İkimiz için de farklı bir gün olacak!..

Reşâhat müellifi Ali bin Hüseyin el-Vaiz, bizzat kendisinin yaşadığı bir hadiseyi şöyle anlatıyor: Benî Cidan Mescidinde müezzinlik yaptığım yıllardı... Bir gün tanımadığım bir genç mescide geldi. Namazı kıldık, daha kendisine bir şey sormadan yanımdan uzaklaştı... Aradan birkaç gün geçti genç yine geldi, namazı kıldıktan sonra;
“Bugün ikimiz için de çok güzel, farklı bir gün olacak” dedi ve gitti.

GENCİ ARAMAYA ÇIKTIM...
İkindi namazı oldu genç yoktu, akşam oldu yok, yatsıyı bekledim yine yoktu. İçime bir şüphe düştü ve onu aramaya çıktım.
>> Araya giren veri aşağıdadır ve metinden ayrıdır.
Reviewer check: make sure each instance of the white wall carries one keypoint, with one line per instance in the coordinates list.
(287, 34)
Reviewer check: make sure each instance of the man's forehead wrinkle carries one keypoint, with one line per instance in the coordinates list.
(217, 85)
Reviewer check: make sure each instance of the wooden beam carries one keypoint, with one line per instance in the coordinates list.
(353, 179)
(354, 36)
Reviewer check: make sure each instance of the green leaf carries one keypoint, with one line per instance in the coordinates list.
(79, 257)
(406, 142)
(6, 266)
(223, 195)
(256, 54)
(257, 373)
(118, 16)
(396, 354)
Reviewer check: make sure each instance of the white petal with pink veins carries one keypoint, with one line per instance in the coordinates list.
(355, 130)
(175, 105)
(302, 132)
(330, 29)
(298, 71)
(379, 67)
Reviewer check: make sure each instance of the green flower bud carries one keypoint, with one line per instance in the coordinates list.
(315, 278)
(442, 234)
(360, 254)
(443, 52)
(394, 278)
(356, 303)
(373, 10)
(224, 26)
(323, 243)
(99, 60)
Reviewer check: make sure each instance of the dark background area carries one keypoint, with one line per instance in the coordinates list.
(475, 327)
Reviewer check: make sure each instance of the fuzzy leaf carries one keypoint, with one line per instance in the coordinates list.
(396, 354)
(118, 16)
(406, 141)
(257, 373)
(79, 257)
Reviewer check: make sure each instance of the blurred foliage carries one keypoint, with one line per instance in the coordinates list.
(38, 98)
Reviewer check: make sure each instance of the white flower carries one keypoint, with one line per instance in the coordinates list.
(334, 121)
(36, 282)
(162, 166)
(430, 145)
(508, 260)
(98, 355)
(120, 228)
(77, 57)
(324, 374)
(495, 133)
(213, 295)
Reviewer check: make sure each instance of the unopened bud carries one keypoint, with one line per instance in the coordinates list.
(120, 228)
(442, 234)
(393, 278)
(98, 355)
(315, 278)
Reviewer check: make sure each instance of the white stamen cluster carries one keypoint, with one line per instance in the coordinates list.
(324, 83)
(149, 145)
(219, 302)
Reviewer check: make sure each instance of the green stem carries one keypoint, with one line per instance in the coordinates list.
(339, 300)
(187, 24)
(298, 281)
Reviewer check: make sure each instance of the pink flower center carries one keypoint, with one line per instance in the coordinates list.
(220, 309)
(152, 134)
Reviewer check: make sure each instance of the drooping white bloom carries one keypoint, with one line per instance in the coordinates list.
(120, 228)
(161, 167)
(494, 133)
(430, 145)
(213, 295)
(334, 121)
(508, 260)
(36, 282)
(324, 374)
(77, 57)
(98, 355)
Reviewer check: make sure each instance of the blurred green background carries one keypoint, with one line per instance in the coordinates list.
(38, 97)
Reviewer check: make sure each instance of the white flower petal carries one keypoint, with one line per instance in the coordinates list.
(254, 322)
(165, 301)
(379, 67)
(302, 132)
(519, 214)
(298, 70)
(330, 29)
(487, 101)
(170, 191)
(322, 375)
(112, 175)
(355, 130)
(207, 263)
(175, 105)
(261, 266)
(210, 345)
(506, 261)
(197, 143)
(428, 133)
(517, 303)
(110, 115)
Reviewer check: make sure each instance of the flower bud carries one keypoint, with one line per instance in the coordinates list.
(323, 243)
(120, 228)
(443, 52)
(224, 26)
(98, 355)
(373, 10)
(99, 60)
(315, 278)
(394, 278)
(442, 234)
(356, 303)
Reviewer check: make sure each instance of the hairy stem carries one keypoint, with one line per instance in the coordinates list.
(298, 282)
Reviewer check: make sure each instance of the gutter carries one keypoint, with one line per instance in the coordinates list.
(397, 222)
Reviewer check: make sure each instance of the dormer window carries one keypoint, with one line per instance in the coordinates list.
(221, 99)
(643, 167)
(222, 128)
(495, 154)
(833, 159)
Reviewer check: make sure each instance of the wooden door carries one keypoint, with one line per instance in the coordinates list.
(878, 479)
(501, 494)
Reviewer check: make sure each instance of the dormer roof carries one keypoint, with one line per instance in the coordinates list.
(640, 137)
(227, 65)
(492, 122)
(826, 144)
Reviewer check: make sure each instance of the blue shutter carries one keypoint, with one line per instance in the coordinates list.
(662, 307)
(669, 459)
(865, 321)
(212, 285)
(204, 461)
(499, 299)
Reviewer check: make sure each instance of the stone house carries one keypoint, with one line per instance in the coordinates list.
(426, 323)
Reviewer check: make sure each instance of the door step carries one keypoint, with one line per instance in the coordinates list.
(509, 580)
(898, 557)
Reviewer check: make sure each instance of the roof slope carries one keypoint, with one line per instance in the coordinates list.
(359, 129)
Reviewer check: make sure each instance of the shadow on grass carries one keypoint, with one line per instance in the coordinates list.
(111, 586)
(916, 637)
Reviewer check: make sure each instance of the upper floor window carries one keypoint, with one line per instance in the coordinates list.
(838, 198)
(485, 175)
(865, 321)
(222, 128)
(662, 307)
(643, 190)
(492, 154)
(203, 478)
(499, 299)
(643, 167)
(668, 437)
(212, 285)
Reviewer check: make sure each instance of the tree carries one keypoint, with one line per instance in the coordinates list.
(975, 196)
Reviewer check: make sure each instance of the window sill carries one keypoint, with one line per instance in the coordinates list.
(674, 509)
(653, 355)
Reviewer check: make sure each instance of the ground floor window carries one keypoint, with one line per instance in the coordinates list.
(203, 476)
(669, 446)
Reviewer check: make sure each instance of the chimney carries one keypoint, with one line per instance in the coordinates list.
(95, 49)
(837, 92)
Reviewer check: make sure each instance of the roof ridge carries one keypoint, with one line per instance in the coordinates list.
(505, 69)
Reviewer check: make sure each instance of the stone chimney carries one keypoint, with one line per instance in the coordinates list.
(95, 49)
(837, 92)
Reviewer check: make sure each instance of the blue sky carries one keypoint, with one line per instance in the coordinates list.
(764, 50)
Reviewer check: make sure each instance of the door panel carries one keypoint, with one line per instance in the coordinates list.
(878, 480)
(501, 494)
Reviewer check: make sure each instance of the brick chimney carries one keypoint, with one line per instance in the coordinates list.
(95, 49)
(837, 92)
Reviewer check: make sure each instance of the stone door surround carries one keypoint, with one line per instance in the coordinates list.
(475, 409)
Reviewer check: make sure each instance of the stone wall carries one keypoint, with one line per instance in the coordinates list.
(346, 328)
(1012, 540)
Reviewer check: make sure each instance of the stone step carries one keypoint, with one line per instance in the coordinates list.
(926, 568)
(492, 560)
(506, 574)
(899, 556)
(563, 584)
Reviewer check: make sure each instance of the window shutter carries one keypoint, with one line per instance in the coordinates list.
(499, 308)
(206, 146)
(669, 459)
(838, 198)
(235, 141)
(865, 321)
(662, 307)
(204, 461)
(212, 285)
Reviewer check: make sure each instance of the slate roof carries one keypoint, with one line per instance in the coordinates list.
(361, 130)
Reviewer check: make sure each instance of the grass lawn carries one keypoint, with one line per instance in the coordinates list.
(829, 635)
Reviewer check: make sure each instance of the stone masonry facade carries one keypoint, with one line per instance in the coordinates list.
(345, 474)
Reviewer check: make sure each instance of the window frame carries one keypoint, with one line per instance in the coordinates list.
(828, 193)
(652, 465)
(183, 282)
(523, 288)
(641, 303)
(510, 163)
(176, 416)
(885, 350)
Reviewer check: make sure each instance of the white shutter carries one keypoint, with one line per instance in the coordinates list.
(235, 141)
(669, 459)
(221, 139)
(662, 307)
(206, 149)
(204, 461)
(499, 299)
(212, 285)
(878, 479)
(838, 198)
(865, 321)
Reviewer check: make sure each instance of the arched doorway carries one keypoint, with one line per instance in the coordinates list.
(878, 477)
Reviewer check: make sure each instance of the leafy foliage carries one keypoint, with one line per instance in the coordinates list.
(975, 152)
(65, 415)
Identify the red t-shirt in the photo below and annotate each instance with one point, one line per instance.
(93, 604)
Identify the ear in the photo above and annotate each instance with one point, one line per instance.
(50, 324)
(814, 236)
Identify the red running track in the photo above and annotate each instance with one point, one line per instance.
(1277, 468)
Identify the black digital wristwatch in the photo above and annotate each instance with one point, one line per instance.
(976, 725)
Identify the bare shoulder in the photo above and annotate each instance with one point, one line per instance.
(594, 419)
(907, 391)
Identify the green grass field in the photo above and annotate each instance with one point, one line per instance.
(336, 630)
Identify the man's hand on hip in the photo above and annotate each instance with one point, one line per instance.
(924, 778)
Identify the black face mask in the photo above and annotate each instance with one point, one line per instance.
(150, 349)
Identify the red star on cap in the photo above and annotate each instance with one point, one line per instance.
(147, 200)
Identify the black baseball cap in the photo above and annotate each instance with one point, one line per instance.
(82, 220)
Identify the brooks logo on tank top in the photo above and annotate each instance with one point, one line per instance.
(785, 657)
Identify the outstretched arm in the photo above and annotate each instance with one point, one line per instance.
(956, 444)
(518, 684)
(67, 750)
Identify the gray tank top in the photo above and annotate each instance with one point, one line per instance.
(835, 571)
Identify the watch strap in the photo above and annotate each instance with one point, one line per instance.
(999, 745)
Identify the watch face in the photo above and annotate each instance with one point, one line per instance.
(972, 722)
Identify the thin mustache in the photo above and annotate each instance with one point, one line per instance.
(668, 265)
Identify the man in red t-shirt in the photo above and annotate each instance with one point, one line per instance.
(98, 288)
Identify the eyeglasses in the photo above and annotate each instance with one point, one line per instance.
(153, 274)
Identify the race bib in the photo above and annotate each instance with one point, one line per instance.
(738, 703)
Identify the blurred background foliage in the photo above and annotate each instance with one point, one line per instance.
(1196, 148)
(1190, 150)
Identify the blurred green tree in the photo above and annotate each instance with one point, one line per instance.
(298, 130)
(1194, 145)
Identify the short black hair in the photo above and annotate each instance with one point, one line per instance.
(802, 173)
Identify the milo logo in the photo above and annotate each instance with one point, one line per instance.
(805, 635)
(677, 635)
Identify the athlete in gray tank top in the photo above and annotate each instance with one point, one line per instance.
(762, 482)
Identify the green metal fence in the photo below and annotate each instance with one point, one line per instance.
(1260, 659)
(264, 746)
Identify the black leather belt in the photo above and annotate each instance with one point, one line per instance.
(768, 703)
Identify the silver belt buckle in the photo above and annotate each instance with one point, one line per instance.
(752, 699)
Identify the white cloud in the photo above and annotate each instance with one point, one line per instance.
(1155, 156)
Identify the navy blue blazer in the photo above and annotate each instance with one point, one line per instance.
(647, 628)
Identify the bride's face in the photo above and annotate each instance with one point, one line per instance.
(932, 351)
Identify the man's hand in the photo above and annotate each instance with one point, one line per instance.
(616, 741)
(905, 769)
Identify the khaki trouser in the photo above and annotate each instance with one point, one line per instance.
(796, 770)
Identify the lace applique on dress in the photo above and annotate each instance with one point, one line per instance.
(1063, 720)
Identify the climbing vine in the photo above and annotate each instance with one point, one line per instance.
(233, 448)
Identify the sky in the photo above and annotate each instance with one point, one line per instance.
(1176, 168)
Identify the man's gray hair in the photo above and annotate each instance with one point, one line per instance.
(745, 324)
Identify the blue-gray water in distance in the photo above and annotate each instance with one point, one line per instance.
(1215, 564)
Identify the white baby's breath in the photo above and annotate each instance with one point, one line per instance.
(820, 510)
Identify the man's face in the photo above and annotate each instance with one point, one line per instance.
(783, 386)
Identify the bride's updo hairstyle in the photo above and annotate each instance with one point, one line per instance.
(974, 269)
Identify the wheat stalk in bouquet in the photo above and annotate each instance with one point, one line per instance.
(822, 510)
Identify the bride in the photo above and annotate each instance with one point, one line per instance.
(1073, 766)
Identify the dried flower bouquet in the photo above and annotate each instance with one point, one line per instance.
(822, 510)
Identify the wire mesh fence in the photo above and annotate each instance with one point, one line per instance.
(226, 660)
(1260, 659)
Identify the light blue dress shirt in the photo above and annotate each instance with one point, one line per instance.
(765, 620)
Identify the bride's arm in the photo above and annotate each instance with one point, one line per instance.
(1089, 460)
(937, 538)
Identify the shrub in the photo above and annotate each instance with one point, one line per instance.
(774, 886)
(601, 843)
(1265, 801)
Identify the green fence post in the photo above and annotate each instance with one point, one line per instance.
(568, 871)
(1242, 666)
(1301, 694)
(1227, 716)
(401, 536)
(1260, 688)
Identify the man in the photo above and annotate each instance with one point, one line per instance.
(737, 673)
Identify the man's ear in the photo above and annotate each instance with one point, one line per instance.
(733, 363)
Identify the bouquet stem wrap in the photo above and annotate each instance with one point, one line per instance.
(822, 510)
Sora sora evini buldum. İçeri girip baktığımda gencin vefat ettiğini gördüm. Defin işlerini halletmek için hemen oradan ayrıldım...
Sabah namazı için mescide gittim, ezanı okuduktan sonra mescidin kıble tarafındaki bir nur dikkatimi çekti. Baktığımda onun bir kefen olduğunu anladım. Kefeni alıp doğru evime götürdüm. Namaz için camiye gittim. Namaz bittiğinde yanı başımda devrin en ünlü Şeyhlerini gördüm. Sâbit el-Benânî, Malik bin Dinar, Habîb el-Fârîsî ve Salih el-Mürrî, benim mescidime gelmişlerdi. Onlara sordum:
“Siz bu mescide gelmezdiniz, böyle dördünüzü bir araya toplayıp buraya getiren sebep nedir?”
“Bu yakınlarda biri öldü. Onun için geldik. Bizi onun yanına götürür müsün?” dediler.
Bu dört mübarek zat ile vefat eden gencin evine gittik. Bu Allah dostları genci hemen tanımıştı.
Malik bin Dinar dedi ki:
“Ey güzel kardeşim! Bir yerde seni tanıdıklarında hemen orayı terk eder, başka yere yerleşirdin, tanınmayacağın yere giderdin. Bu yolculuğun hep sürdü, şimdi son noktaya geldin artık bundan ötesi Rabbinin yanıdır. Haydi kardeşimizi yıkamaya götürelim.”

YERE GÖĞE SIĞMAYAN CEMAAT
Genci yıkanacağı yere götürdük. Bu dört Allah dostundan her biri bir kefen getirmişti. Ben sabah yaşadığım olayı anlattım ve o nurlu kefenin evimde olduğunu söyledim.
Bu zatlar bana dediler ki:
“Tamam, bu genci o kefenle defnedeceğiz, kefeni alıp gel!”
Evden kefeni alıp geldim, genci kefenledik. Sonra namaz için mescide doğru hareket ettik ki, o da ne! Kalabalıktan yürüyemiyoruz. Yanımda bulunan Malik bin Dinar’a sordum:
“Bu ne haldir?”
“Bu genç Allahü tealanın gizli dostlarındandı. İşte bu kalabalık Allahü tealanın haberi ile toplanan insanlardır.”